Pic related, I guess:

It was a post about FE Heroes release celebration event.

Edited February 5, 2017 by Jyosua
Let's not give this guy undue credit.

[Jeheza]

Was just about to make a topic out of this. I actually hope this could be a drunk prank by VincentASM and nothing too serious

[Peppy]

Feels quite unsettling that this happened...

[Cornguy]

Its a prank of some sort for sure. I don't think VincentASM would do something so tasteless, but maybe someone left their tab open and a jokester thought this would be funny? At least I hope that's what happened, a lot less scary than someone actually stealing paswords from this site.

[fruits_punchsamurai]

NOT A prank by someone at SF. SF was legitimately hacked.

This is a thing that has affected a lot of other niche and blog sites. Google the hack name and lots of sites pop up.

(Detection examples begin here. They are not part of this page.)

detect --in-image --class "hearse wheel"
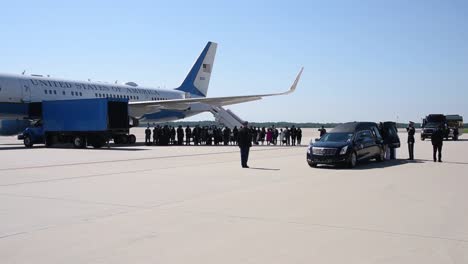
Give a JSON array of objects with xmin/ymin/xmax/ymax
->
[
  {"xmin": 128, "ymin": 134, "xmax": 136, "ymax": 144},
  {"xmin": 23, "ymin": 136, "xmax": 33, "ymax": 148},
  {"xmin": 348, "ymin": 152, "xmax": 357, "ymax": 169},
  {"xmin": 73, "ymin": 136, "xmax": 86, "ymax": 148},
  {"xmin": 376, "ymin": 149, "xmax": 385, "ymax": 162}
]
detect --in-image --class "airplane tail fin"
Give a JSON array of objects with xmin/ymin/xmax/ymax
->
[{"xmin": 176, "ymin": 42, "xmax": 218, "ymax": 97}]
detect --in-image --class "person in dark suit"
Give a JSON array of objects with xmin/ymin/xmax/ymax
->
[
  {"xmin": 406, "ymin": 122, "xmax": 416, "ymax": 160},
  {"xmin": 238, "ymin": 121, "xmax": 252, "ymax": 168},
  {"xmin": 145, "ymin": 124, "xmax": 151, "ymax": 146},
  {"xmin": 431, "ymin": 126, "xmax": 445, "ymax": 162}
]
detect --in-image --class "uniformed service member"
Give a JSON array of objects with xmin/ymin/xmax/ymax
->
[
  {"xmin": 406, "ymin": 121, "xmax": 416, "ymax": 160},
  {"xmin": 145, "ymin": 124, "xmax": 151, "ymax": 146},
  {"xmin": 431, "ymin": 125, "xmax": 445, "ymax": 162}
]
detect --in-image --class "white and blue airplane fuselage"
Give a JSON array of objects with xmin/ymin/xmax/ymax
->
[{"xmin": 0, "ymin": 42, "xmax": 302, "ymax": 134}]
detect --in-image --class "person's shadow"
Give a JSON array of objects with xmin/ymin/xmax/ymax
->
[{"xmin": 249, "ymin": 167, "xmax": 280, "ymax": 171}]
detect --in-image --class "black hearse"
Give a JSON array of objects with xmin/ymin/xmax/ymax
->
[{"xmin": 307, "ymin": 122, "xmax": 385, "ymax": 168}]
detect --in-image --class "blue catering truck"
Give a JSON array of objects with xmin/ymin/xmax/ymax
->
[{"xmin": 18, "ymin": 98, "xmax": 136, "ymax": 148}]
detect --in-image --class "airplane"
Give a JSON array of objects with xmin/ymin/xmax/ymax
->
[{"xmin": 0, "ymin": 42, "xmax": 303, "ymax": 134}]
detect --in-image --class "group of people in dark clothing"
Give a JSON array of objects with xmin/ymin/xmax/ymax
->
[
  {"xmin": 145, "ymin": 124, "xmax": 302, "ymax": 146},
  {"xmin": 145, "ymin": 124, "xmax": 238, "ymax": 146},
  {"xmin": 406, "ymin": 122, "xmax": 446, "ymax": 162}
]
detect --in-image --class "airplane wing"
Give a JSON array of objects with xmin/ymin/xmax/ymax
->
[{"xmin": 129, "ymin": 68, "xmax": 304, "ymax": 113}]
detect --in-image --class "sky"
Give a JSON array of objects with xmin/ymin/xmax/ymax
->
[{"xmin": 0, "ymin": 0, "xmax": 468, "ymax": 122}]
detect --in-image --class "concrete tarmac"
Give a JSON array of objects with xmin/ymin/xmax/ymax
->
[{"xmin": 0, "ymin": 128, "xmax": 468, "ymax": 264}]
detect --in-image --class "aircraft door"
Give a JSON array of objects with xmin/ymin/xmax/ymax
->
[
  {"xmin": 0, "ymin": 78, "xmax": 22, "ymax": 103},
  {"xmin": 19, "ymin": 80, "xmax": 31, "ymax": 103}
]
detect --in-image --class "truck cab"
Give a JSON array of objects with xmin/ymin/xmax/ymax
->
[
  {"xmin": 18, "ymin": 120, "xmax": 45, "ymax": 148},
  {"xmin": 421, "ymin": 114, "xmax": 463, "ymax": 141}
]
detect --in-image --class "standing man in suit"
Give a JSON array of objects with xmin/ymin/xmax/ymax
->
[
  {"xmin": 238, "ymin": 121, "xmax": 252, "ymax": 168},
  {"xmin": 145, "ymin": 123, "xmax": 151, "ymax": 146},
  {"xmin": 431, "ymin": 125, "xmax": 445, "ymax": 162},
  {"xmin": 406, "ymin": 121, "xmax": 416, "ymax": 160}
]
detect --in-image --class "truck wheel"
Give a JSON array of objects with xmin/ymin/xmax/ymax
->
[
  {"xmin": 73, "ymin": 136, "xmax": 86, "ymax": 148},
  {"xmin": 128, "ymin": 134, "xmax": 136, "ymax": 144},
  {"xmin": 348, "ymin": 152, "xmax": 357, "ymax": 169},
  {"xmin": 45, "ymin": 136, "xmax": 54, "ymax": 148},
  {"xmin": 92, "ymin": 142, "xmax": 104, "ymax": 148},
  {"xmin": 23, "ymin": 136, "xmax": 33, "ymax": 148},
  {"xmin": 376, "ymin": 149, "xmax": 385, "ymax": 162},
  {"xmin": 307, "ymin": 161, "xmax": 317, "ymax": 168},
  {"xmin": 88, "ymin": 137, "xmax": 106, "ymax": 148}
]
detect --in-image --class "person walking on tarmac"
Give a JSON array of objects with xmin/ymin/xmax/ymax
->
[
  {"xmin": 431, "ymin": 125, "xmax": 444, "ymax": 162},
  {"xmin": 238, "ymin": 121, "xmax": 252, "ymax": 168},
  {"xmin": 319, "ymin": 126, "xmax": 327, "ymax": 138},
  {"xmin": 145, "ymin": 123, "xmax": 151, "ymax": 146},
  {"xmin": 406, "ymin": 121, "xmax": 416, "ymax": 160},
  {"xmin": 153, "ymin": 125, "xmax": 159, "ymax": 145},
  {"xmin": 185, "ymin": 125, "xmax": 192, "ymax": 146},
  {"xmin": 177, "ymin": 126, "xmax": 184, "ymax": 145}
]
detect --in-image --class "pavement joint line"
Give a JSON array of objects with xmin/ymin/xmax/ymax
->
[
  {"xmin": 0, "ymin": 193, "xmax": 145, "ymax": 208},
  {"xmin": 185, "ymin": 211, "xmax": 468, "ymax": 244},
  {"xmin": 0, "ymin": 154, "xmax": 302, "ymax": 187},
  {"xmin": 0, "ymin": 147, "xmax": 296, "ymax": 171},
  {"xmin": 0, "ymin": 159, "xmax": 314, "ymax": 239}
]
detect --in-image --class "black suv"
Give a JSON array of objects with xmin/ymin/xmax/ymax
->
[{"xmin": 307, "ymin": 122, "xmax": 385, "ymax": 168}]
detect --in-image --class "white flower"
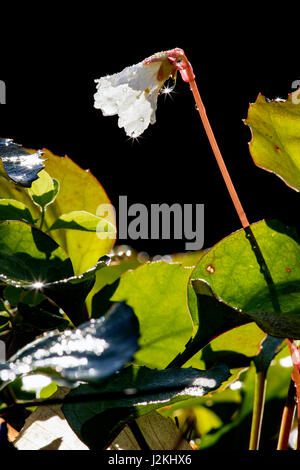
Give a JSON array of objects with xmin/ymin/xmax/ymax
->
[{"xmin": 94, "ymin": 51, "xmax": 177, "ymax": 137}]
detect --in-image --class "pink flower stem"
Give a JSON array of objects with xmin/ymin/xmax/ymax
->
[{"xmin": 177, "ymin": 51, "xmax": 250, "ymax": 228}]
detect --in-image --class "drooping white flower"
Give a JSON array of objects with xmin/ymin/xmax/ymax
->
[{"xmin": 94, "ymin": 49, "xmax": 183, "ymax": 138}]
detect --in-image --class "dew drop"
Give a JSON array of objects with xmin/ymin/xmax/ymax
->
[{"xmin": 206, "ymin": 264, "xmax": 215, "ymax": 274}]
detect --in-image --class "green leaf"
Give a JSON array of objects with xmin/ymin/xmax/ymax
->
[
  {"xmin": 0, "ymin": 303, "xmax": 139, "ymax": 388},
  {"xmin": 28, "ymin": 170, "xmax": 59, "ymax": 209},
  {"xmin": 245, "ymin": 91, "xmax": 300, "ymax": 191},
  {"xmin": 0, "ymin": 138, "xmax": 44, "ymax": 188},
  {"xmin": 0, "ymin": 150, "xmax": 115, "ymax": 274},
  {"xmin": 0, "ymin": 199, "xmax": 34, "ymax": 225},
  {"xmin": 191, "ymin": 221, "xmax": 300, "ymax": 339},
  {"xmin": 62, "ymin": 365, "xmax": 229, "ymax": 449},
  {"xmin": 49, "ymin": 211, "xmax": 116, "ymax": 234},
  {"xmin": 38, "ymin": 256, "xmax": 110, "ymax": 325},
  {"xmin": 111, "ymin": 262, "xmax": 193, "ymax": 369},
  {"xmin": 200, "ymin": 347, "xmax": 292, "ymax": 451}
]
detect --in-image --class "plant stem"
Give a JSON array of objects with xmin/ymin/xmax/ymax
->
[
  {"xmin": 277, "ymin": 379, "xmax": 296, "ymax": 450},
  {"xmin": 249, "ymin": 371, "xmax": 267, "ymax": 450}
]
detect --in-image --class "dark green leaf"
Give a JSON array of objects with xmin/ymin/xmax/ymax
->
[{"xmin": 0, "ymin": 138, "xmax": 44, "ymax": 188}]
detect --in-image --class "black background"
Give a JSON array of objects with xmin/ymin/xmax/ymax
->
[{"xmin": 0, "ymin": 11, "xmax": 300, "ymax": 255}]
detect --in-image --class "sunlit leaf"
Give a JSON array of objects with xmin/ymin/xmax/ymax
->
[
  {"xmin": 191, "ymin": 221, "xmax": 300, "ymax": 338},
  {"xmin": 0, "ymin": 199, "xmax": 34, "ymax": 225},
  {"xmin": 63, "ymin": 365, "xmax": 230, "ymax": 449},
  {"xmin": 0, "ymin": 138, "xmax": 44, "ymax": 188},
  {"xmin": 0, "ymin": 150, "xmax": 115, "ymax": 274},
  {"xmin": 111, "ymin": 262, "xmax": 193, "ymax": 368},
  {"xmin": 28, "ymin": 170, "xmax": 59, "ymax": 208},
  {"xmin": 49, "ymin": 211, "xmax": 116, "ymax": 238},
  {"xmin": 0, "ymin": 221, "xmax": 110, "ymax": 325}
]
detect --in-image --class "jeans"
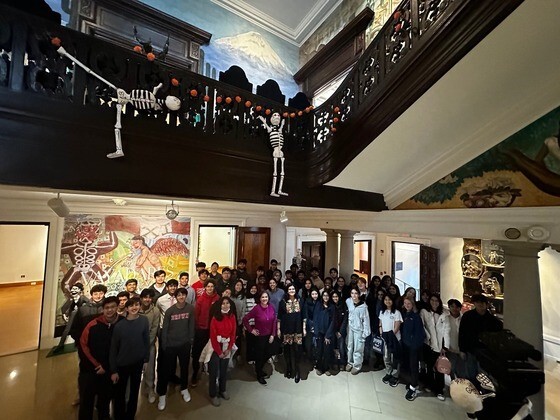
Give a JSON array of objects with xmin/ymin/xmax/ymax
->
[{"xmin": 208, "ymin": 351, "xmax": 229, "ymax": 398}]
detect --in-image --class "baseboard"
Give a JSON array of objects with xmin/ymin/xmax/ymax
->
[{"xmin": 0, "ymin": 280, "xmax": 43, "ymax": 289}]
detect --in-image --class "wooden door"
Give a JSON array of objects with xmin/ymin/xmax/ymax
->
[
  {"xmin": 420, "ymin": 245, "xmax": 440, "ymax": 293},
  {"xmin": 236, "ymin": 227, "xmax": 270, "ymax": 278}
]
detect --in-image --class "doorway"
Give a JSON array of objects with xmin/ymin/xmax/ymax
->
[{"xmin": 0, "ymin": 223, "xmax": 49, "ymax": 356}]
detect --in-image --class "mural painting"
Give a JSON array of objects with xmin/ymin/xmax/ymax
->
[
  {"xmin": 56, "ymin": 215, "xmax": 190, "ymax": 331},
  {"xmin": 398, "ymin": 108, "xmax": 560, "ymax": 210}
]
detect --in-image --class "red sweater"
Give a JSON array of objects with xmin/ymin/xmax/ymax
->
[
  {"xmin": 210, "ymin": 313, "xmax": 237, "ymax": 356},
  {"xmin": 194, "ymin": 292, "xmax": 220, "ymax": 330}
]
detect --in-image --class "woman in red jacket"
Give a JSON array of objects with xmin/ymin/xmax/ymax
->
[{"xmin": 208, "ymin": 297, "xmax": 237, "ymax": 407}]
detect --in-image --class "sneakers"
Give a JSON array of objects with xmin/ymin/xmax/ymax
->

If you search the name MuhmadEmad in YouTube , it pulls up a list of instructional hacking videos published by the guy under his YouTube handle.

 

Edited February 5, 2017 by fruits_punchsamurai

[Jyosua]

There was a privilege escalation bug in some of the more recent versions of wordpress. They disclosed the existence of it during a recent update that I hadn't noticed until now... which led to this guy hopping from site to site exploiting it. We've theoretically patched the loophole now.

I will say that I don't think it's a particularly good idea to disclose a serious bug like that so soon. Kinda mad they did that.

[Jyosua]

I did some follow-up investigation and it does appear that this was indeed the exploit used. It happens. It was a zero-day exploit and the update patch has only been out for about a week. I happened to have been busy the past week, so I didn't notice.